Satellite-derived total VCD of NO2 data are often used to determine trends (e.g., van der A et al., 2017; Fan et al., 2021) but, in view of the above, the relation between total VCD and NS concentrations of NO2 is more complex. For instance, Fan et al. (2021) discussed the total VCD/NS relationship for selected major urban regions in China during the first 20 weeks after the COVID-19 lockdown and observed substantial differences (their Fig. 9). Chang et al. (2022) analyzed data from the Geostationary Environment Monitoring Spectrometer (GEMS) Map of Air Pollution (GMAP) campaign conducted during 2020–2021. Their results indicate that total VCD and NS concentrations of NO2 exhibit a stronger correlation under advective boundary layer conditions at high wind speeds, where the vertical distribution of NO2 is more uniform. In contrast, the presence of plumes from large point sources, either decoupled from the surface or transported from nearby cities, enhances the vertical heterogeneity of NO2. These plumes contribute to a less consistent relationship between total VCD and NS concentrations of NO2. Similarly, Liu et al. (2024) showed different relations between total VCD and NS concentrations of NO2 for low and high concentrations, which are qualitatively explained in terms of transport and local emissions. Moreover, Thompson et al. (2019), using data from the KORUS-AQ coastal cruise experiment, reported that there is no consistent correlation between total VCD and NS concentrations of NO2 across different cases and that the relation between total VCD and NS concentrations of NO2 is complex. Thus, to accurately assess NO2 pollution in China and its effects on air quality, accurate ground-based observations are needed.
Although a large number of ground-based NO2 observation stations have been established in China since 2012 by the China National Environmental Monitoring Center (CNEMC) of the Ministry of Ecology and Environment of China (MEE) for the provision of the ground-based monitoring data (available at http://www.mee.gov.cn/, last access: 8 July 2024), there are still large areas for which no data are available. Satellite data can fill these gaps by converting satellite observations of aerosols and trace gases from total VCD and NS concentrations.
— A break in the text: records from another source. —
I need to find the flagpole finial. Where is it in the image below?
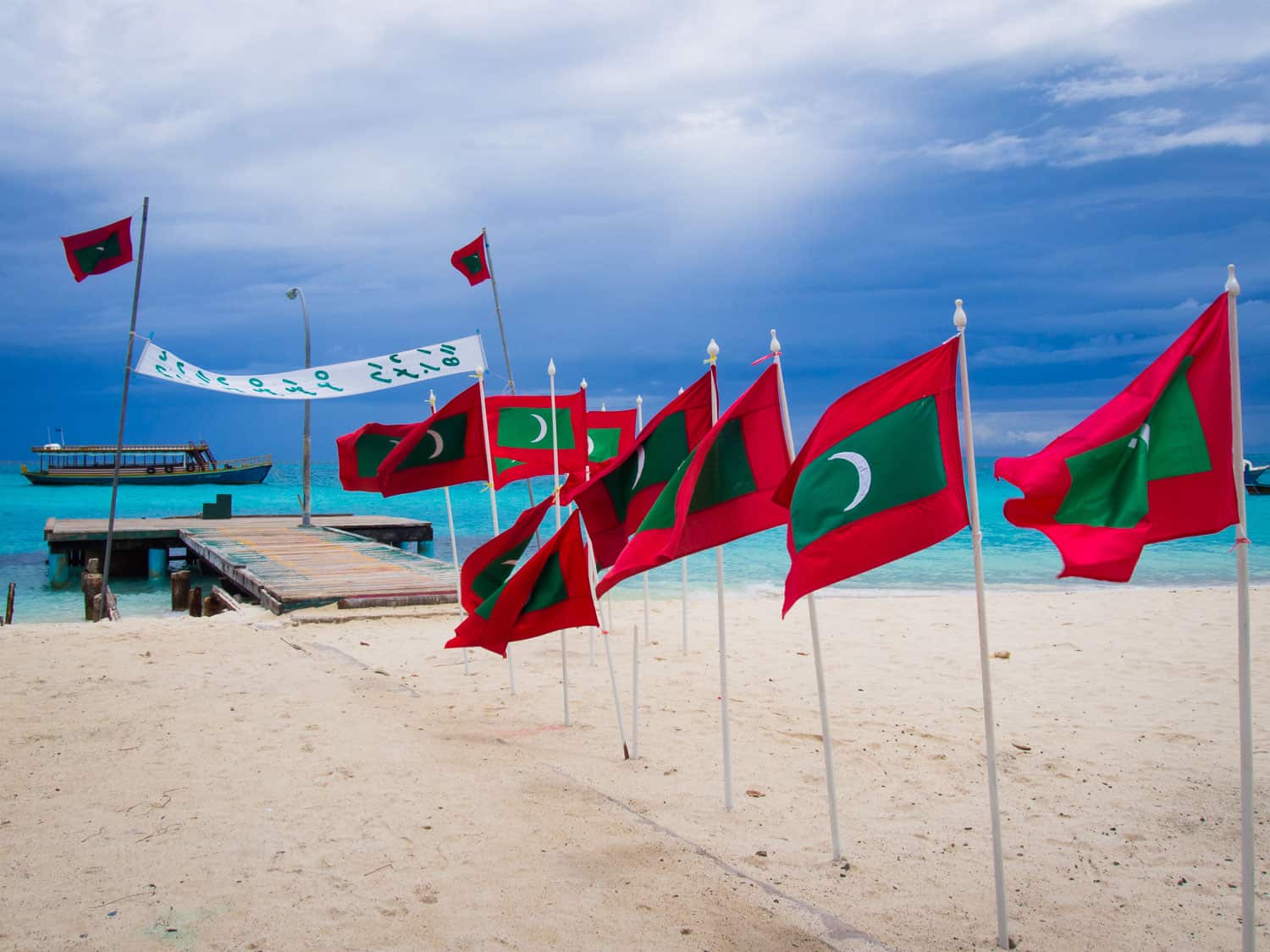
[1226,264,1240,297]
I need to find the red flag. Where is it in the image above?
[446,513,599,658]
[485,390,587,489]
[378,383,488,497]
[450,231,490,287]
[774,338,969,614]
[63,215,132,282]
[996,294,1242,581]
[572,367,716,568]
[459,497,555,614]
[597,366,790,596]
[335,423,417,493]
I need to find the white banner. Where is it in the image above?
[136,334,485,400]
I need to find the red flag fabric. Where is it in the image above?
[459,497,555,614]
[597,366,790,596]
[774,338,969,614]
[996,294,1244,581]
[450,231,490,287]
[446,513,599,658]
[572,367,716,568]
[63,215,132,282]
[485,390,587,489]
[335,423,417,493]
[376,383,488,497]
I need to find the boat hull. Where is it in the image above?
[22,464,273,487]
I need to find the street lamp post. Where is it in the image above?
[287,289,312,526]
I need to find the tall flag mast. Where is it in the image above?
[63,201,150,617]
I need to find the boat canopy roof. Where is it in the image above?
[30,442,207,456]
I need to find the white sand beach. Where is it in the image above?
[0,586,1270,951]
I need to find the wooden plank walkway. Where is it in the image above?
[180,520,457,614]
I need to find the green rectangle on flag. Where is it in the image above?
[790,396,947,551]
[495,406,574,449]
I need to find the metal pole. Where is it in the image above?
[480,228,543,538]
[769,327,842,862]
[287,287,312,526]
[952,299,1010,949]
[706,338,733,810]
[1226,264,1257,952]
[102,195,150,616]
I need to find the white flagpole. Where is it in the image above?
[769,327,842,862]
[428,390,472,674]
[584,377,594,668]
[1226,264,1257,952]
[587,533,632,761]
[632,625,639,761]
[680,388,688,654]
[477,367,516,695]
[548,358,569,728]
[640,395,649,645]
[706,338,733,810]
[952,299,1010,949]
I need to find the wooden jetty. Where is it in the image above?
[45,515,457,614]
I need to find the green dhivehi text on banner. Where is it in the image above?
[136,334,485,400]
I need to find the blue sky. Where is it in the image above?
[0,0,1270,459]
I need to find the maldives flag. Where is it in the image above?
[996,294,1242,581]
[587,409,638,466]
[572,367,716,569]
[485,390,587,489]
[335,423,416,493]
[597,366,790,596]
[378,383,488,497]
[63,215,132,282]
[450,231,490,287]
[446,513,599,658]
[459,497,555,614]
[774,338,970,614]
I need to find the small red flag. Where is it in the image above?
[996,294,1244,581]
[450,231,490,287]
[63,215,132,282]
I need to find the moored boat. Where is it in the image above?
[22,442,273,487]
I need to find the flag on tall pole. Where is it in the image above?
[485,390,587,489]
[446,513,599,657]
[597,366,789,596]
[77,201,150,617]
[371,382,498,500]
[450,234,490,287]
[774,338,970,614]
[63,215,132,283]
[996,294,1242,581]
[564,366,715,568]
[335,421,414,493]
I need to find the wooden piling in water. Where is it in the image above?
[80,574,102,622]
[172,569,190,612]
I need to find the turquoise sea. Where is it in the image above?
[0,459,1270,622]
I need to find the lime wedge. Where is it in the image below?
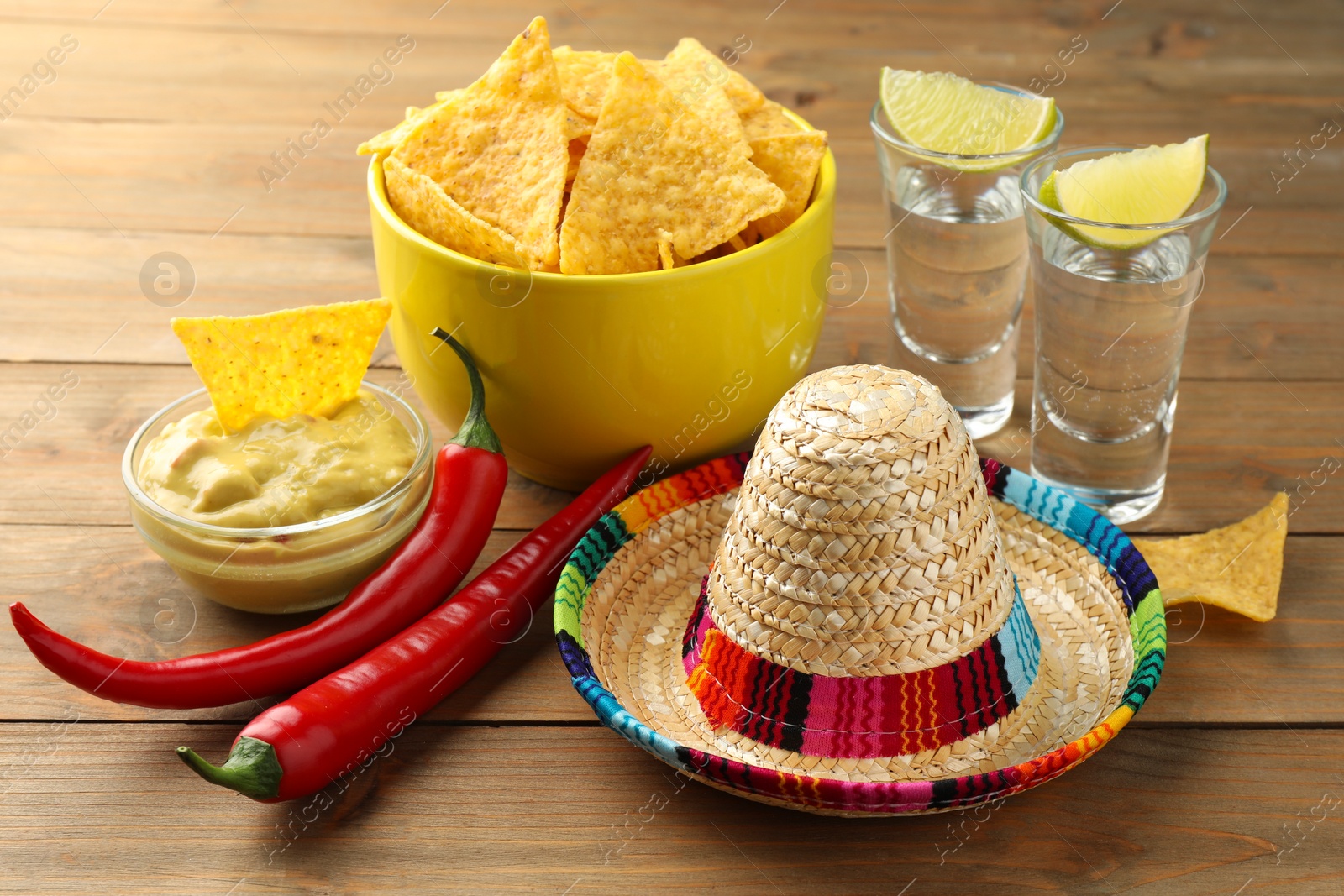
[882,69,1055,170]
[1040,134,1208,249]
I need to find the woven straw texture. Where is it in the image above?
[708,365,1015,677]
[555,456,1165,815]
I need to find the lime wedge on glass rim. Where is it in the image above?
[882,69,1055,172]
[1040,134,1208,250]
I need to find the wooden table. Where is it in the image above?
[0,0,1344,896]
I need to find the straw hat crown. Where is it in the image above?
[706,365,1015,677]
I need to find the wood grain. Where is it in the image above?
[0,236,1344,380]
[0,723,1344,896]
[0,0,1344,896]
[0,365,1344,533]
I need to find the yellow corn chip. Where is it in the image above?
[560,52,785,274]
[562,139,587,181]
[751,130,827,238]
[564,109,593,139]
[665,38,766,116]
[172,298,392,432]
[659,231,676,270]
[640,51,751,157]
[383,153,527,267]
[742,99,802,139]
[554,47,616,121]
[392,16,569,269]
[1134,491,1288,622]
[354,90,462,159]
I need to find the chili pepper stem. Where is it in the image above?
[430,327,504,454]
[177,737,285,799]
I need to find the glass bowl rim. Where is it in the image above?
[1017,144,1227,230]
[121,380,434,540]
[869,81,1064,163]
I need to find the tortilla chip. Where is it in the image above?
[392,16,569,269]
[383,153,528,267]
[659,231,676,270]
[554,47,616,121]
[665,38,766,116]
[742,99,802,139]
[562,139,587,181]
[640,53,751,157]
[560,52,785,274]
[354,90,462,159]
[751,130,827,238]
[564,107,594,141]
[171,298,392,432]
[1134,491,1288,622]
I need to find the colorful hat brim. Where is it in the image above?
[555,454,1167,815]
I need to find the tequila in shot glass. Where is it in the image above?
[1021,139,1227,522]
[871,85,1064,438]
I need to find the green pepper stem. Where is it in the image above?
[432,327,504,454]
[177,737,285,799]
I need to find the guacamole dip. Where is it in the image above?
[139,390,415,528]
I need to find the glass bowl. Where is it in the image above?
[121,380,434,612]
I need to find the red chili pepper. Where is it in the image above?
[177,446,652,802]
[9,329,508,710]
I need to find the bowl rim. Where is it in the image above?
[869,81,1064,163]
[1017,144,1227,230]
[365,107,836,285]
[121,380,434,540]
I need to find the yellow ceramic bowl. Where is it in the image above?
[368,118,836,489]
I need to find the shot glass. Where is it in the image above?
[1021,146,1227,524]
[871,92,1064,438]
Such data are usually provided by sensors flying on polar-orbiting satellites with global coverage but with a single overpass per day, which at most latitudes cannot provide the daily variability of NO2 characteristics. However, with the launch of geostationary satellites, spatial and temporal distributions of NO2 concentrations can be obtained within the satellite field of view throughout the day. The GEO-KOMPSAT-2B geostationary satellite, launched by the National Institute of Environmental Research (NIER) under the Ministry of Environment, South Korea, in February 2020, carries the Geostationary Environment Monitoring Spectrometer (GEMS), which provides high-resolution measurements of total VCD of key air quality components (Kim et al., 2020). With the launch of GEMS, the Asian region was the first to achieve coordinated hour-by-hour monitoring of pollutants. GEMS will form a constellation of satellites to monitor air quality globally with high temporal and spatial resolution, together with the Tropospheric Emissions: Monitoring Pollution (TEMPO) mission, launched by NASA on 7 April 2023 to cover the North American region (https://tempo.si.edu/overview.html, last access: 18 April 2025) and Sentinel-4, planned to be launched on the Meteosat Third Generation Sounder (MTG-S) by the European Organisation for the Exploitation of Meteorological Satellites (EUMETSAT) in 2025 (https://www.eumetsat.int/meteosat-third-generation-sounder-1-and-copernicus-sentinel-4, last access: 18 April 2025).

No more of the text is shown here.